Sunday, November 13, 2016

Seeds

I give these prairie tours every fall at a farm museum and I just never know what is going to stick.  Does anyone really learn anything or is is just cheap entertainment for a day? I do this thing where I strip the seeds off a stem of yellow coneflower and let the kids pass them around to smell their minty spicy aroma.  It's a crowd control gimmick because it makes them quiet down to carefully pass the handful of seeds from palm to palm and sniff and compare assessments of what the fragrance reminds them of.

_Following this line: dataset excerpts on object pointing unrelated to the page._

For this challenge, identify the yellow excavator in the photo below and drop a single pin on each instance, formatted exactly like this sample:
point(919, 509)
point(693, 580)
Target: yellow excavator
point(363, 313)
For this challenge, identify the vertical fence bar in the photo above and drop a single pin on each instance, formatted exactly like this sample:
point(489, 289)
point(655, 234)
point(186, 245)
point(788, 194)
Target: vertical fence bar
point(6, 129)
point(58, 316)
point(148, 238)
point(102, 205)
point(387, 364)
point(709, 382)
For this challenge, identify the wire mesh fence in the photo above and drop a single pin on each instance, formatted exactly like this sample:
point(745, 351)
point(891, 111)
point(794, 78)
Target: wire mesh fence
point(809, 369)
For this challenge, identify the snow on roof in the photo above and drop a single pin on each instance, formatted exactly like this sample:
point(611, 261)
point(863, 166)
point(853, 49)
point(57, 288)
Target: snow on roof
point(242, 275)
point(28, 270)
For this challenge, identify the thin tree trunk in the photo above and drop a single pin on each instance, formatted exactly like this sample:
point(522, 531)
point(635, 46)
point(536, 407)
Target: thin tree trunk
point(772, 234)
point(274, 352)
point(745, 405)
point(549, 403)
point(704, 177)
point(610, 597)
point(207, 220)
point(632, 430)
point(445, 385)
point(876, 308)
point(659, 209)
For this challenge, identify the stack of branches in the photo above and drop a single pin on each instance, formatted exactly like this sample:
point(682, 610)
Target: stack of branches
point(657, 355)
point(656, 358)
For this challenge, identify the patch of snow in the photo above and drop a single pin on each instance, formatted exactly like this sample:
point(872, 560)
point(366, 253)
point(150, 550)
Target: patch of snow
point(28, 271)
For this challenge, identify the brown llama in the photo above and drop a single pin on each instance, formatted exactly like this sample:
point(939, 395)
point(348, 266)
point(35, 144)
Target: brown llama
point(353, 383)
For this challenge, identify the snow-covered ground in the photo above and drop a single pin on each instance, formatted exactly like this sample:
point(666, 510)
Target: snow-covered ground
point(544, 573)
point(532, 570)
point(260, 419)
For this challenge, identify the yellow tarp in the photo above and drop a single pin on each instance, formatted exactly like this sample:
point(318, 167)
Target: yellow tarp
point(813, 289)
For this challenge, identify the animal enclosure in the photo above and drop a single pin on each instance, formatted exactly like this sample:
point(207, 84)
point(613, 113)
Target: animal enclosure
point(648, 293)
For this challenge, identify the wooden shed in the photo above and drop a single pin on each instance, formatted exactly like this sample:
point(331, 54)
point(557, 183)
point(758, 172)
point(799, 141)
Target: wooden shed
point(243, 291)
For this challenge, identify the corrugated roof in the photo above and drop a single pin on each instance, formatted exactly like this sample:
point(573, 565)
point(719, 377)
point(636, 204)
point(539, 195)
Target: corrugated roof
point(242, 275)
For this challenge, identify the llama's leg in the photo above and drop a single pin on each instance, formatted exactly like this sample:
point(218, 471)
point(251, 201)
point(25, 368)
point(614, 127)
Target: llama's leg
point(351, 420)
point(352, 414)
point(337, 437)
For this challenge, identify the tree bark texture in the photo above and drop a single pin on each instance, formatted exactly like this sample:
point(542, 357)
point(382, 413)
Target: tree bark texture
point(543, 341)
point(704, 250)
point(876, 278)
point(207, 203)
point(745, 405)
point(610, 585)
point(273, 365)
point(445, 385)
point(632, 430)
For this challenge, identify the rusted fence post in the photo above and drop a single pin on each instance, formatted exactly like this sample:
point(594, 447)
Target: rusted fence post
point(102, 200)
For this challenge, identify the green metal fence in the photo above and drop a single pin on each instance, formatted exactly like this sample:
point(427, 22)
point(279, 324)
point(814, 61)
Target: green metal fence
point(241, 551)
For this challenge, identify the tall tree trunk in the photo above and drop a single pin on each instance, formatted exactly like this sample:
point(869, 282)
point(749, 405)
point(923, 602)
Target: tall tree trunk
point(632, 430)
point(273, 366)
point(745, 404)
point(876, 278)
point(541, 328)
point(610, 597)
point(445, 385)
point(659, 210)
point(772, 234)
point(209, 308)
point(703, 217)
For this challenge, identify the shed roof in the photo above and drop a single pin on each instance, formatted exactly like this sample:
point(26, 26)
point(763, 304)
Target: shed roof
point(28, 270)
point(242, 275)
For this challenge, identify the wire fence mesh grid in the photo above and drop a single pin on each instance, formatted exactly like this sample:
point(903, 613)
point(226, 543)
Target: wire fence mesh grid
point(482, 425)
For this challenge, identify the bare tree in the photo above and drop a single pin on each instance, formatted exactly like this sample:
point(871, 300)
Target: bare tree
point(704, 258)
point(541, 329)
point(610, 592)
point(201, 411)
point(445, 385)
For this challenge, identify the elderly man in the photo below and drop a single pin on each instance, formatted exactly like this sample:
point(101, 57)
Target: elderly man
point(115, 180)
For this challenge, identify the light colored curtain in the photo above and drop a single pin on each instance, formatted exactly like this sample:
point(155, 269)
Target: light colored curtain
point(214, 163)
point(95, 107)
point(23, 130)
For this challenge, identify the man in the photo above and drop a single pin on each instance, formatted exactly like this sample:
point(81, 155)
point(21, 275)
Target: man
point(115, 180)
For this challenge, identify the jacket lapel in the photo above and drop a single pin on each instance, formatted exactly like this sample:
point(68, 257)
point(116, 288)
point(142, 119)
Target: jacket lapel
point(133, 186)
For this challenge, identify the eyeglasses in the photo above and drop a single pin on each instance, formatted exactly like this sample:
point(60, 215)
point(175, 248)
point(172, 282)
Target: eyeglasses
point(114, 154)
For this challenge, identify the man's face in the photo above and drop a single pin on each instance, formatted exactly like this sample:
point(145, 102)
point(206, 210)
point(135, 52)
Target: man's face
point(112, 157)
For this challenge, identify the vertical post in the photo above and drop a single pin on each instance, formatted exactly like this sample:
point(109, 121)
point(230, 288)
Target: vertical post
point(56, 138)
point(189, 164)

But this fall, something a little different happened.  One boy stopped me as I was about to move on the the next topic and said, "Wait, you said they were seeds.  Does that mean I could grow flowers from them?" Cautious of the pronoun and any offer of forbidden samples I might be agreeing to, I said, "Yes, these are the seeds of a plant called yellow coneflower and if whoever still has them wants to drop them on the other side of the path, maybe they will grow there."  Catching my attempt to thwart his attempts to appropriate prairie, he says "Can we take some HOME and grow them?"  Okay, HOW can I resist. I explain that we have a rule against letting kids pick things because we are going to have hundreds of schoolkids thru the tours that Friday and hundreds of members of the public thru on Sunday and we'd have nothing to show if everyone took something, and then I say that whoever wants some can line up and I'll give them a few seeds, just this once, and they can't tell.  Every single student in the group got into line, palms upturned, to take a seed head and carefully put it in their pocket.  I told them to be sure to remember to not leave the seeds in their pockets for the laundry, and to plant them in a place that was sunny when they got home or any time before spring. The young man suggests that the teacher write that in her notebook so that they will remember about the sunny location part.

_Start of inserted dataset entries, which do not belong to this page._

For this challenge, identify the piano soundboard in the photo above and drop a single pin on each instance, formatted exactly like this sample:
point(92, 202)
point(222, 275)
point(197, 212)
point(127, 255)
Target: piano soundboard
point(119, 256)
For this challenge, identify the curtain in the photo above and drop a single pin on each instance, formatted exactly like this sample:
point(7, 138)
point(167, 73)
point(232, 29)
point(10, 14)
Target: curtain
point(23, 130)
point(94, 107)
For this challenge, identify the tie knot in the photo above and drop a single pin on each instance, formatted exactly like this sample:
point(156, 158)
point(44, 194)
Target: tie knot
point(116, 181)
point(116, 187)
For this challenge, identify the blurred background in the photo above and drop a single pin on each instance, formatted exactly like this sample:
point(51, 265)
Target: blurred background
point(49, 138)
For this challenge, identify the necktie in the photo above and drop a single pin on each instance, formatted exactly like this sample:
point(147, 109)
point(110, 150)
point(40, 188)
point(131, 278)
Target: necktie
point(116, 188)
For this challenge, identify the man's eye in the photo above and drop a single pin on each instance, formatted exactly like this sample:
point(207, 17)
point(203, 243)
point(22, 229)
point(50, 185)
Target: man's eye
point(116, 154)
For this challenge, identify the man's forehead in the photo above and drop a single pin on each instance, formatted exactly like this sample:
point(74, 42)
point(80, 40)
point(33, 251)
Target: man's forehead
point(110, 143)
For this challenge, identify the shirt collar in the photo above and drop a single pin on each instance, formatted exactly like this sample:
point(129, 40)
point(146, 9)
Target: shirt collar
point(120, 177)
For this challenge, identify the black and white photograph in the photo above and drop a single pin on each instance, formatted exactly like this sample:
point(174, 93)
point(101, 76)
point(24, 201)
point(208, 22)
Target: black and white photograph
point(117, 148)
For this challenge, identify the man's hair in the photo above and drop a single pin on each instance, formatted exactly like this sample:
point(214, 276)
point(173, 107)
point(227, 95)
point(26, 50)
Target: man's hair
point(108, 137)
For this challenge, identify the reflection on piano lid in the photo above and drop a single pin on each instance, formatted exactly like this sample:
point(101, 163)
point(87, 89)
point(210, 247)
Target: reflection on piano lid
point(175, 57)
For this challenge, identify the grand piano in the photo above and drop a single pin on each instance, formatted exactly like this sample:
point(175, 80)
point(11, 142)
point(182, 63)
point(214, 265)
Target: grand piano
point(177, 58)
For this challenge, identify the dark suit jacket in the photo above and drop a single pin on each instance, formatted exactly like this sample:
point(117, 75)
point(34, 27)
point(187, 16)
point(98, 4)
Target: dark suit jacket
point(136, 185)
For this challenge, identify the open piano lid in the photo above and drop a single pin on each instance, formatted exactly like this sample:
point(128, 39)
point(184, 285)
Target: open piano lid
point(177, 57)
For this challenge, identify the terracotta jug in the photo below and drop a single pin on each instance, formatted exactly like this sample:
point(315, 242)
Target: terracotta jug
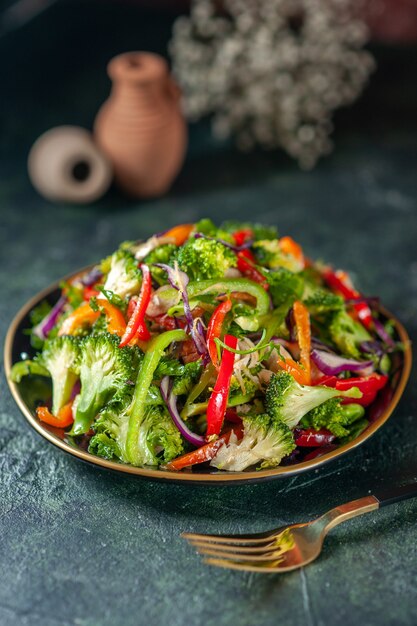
point(140, 127)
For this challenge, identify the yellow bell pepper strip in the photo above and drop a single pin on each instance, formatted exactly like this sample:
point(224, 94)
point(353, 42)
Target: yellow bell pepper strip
point(153, 355)
point(339, 281)
point(214, 329)
point(136, 326)
point(289, 246)
point(179, 234)
point(217, 404)
point(205, 453)
point(62, 420)
point(302, 324)
point(85, 315)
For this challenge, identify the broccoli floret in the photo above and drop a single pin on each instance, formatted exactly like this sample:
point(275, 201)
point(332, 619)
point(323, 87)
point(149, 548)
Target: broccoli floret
point(161, 254)
point(159, 439)
point(105, 372)
point(269, 254)
point(185, 382)
point(205, 259)
point(27, 368)
point(322, 301)
point(264, 440)
point(334, 416)
point(124, 277)
point(260, 231)
point(288, 401)
point(347, 334)
point(245, 382)
point(285, 287)
point(102, 445)
point(60, 356)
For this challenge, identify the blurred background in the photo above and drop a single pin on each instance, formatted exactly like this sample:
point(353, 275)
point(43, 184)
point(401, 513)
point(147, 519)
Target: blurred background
point(67, 526)
point(54, 72)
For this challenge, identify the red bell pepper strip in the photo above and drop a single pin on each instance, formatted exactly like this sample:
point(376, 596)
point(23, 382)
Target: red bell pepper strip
point(206, 452)
point(302, 324)
point(89, 292)
point(339, 281)
point(368, 385)
point(216, 407)
point(214, 329)
point(310, 438)
point(240, 236)
point(246, 265)
point(62, 420)
point(136, 327)
point(131, 306)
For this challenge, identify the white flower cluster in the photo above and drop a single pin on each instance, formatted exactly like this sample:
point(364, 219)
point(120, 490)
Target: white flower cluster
point(271, 71)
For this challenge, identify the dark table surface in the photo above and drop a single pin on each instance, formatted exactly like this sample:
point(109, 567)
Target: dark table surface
point(84, 547)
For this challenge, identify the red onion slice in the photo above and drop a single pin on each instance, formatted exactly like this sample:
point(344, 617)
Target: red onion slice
point(179, 281)
point(171, 401)
point(333, 364)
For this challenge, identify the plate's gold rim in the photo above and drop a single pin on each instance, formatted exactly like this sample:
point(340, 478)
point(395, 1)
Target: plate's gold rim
point(221, 477)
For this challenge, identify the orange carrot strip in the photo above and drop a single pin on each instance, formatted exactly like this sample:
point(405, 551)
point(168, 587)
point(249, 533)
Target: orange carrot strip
point(62, 420)
point(289, 246)
point(179, 233)
point(302, 323)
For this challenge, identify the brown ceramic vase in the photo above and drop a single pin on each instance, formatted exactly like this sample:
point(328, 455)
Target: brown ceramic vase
point(140, 127)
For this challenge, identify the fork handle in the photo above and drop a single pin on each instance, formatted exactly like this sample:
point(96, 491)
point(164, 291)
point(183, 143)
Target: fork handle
point(395, 494)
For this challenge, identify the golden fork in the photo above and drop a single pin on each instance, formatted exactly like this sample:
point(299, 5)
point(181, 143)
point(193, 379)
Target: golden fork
point(289, 547)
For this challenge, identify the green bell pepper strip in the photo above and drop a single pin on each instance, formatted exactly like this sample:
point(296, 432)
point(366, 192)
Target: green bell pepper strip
point(223, 285)
point(144, 380)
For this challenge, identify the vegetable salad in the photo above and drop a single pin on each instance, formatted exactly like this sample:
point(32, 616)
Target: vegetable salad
point(204, 344)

We moved on to the beebalm, where I showed them how the leaves are fragrant when crushed and how there is a tiny black seed at the bottom of each tiny tube in the cluster of tubes that make up each flower.  Again, a question from the same boy, "Could we grow these too?" Internally mentally rolling my eyes at what I have unleashed in my rule breaking escapade, I cautiously answer "Well, yes, I suppose you could."  They line up again, palms open.  "Wait," says the ringleader, "How will we keep the seeds separate in our pocket?"  I ask the teacher how much paper she has and she shows me a full notebook.  I ask if each kid can have a sheet and she agrees, and I ask for one myself, tear it in half, and show them how to fold it into a tiny envelope.  Soon, I have nine kids on their knees in the grassy path, folding tiny envelopes and fishing the seeds from their pockets to put in one.  I pick a beebalm head for each for their second envelope, and we move on to talk about the birds that are eating the seeds of the tall stalks of prairie dock. 
I love those kids and I really hope at least one of them remembered to plant their seeds.  I also secretly hope the seeds of that plant spread into a nearby fencerow bed and the seeds of those plants jump the fence into a neighbor's perennial garden and the neighbor on the far side admires it and is given seeds for their own garden.  Do YOU want some prairie seeds?  I have yellow conefower and dock this year.  And I can tell you where to buy others for next spring.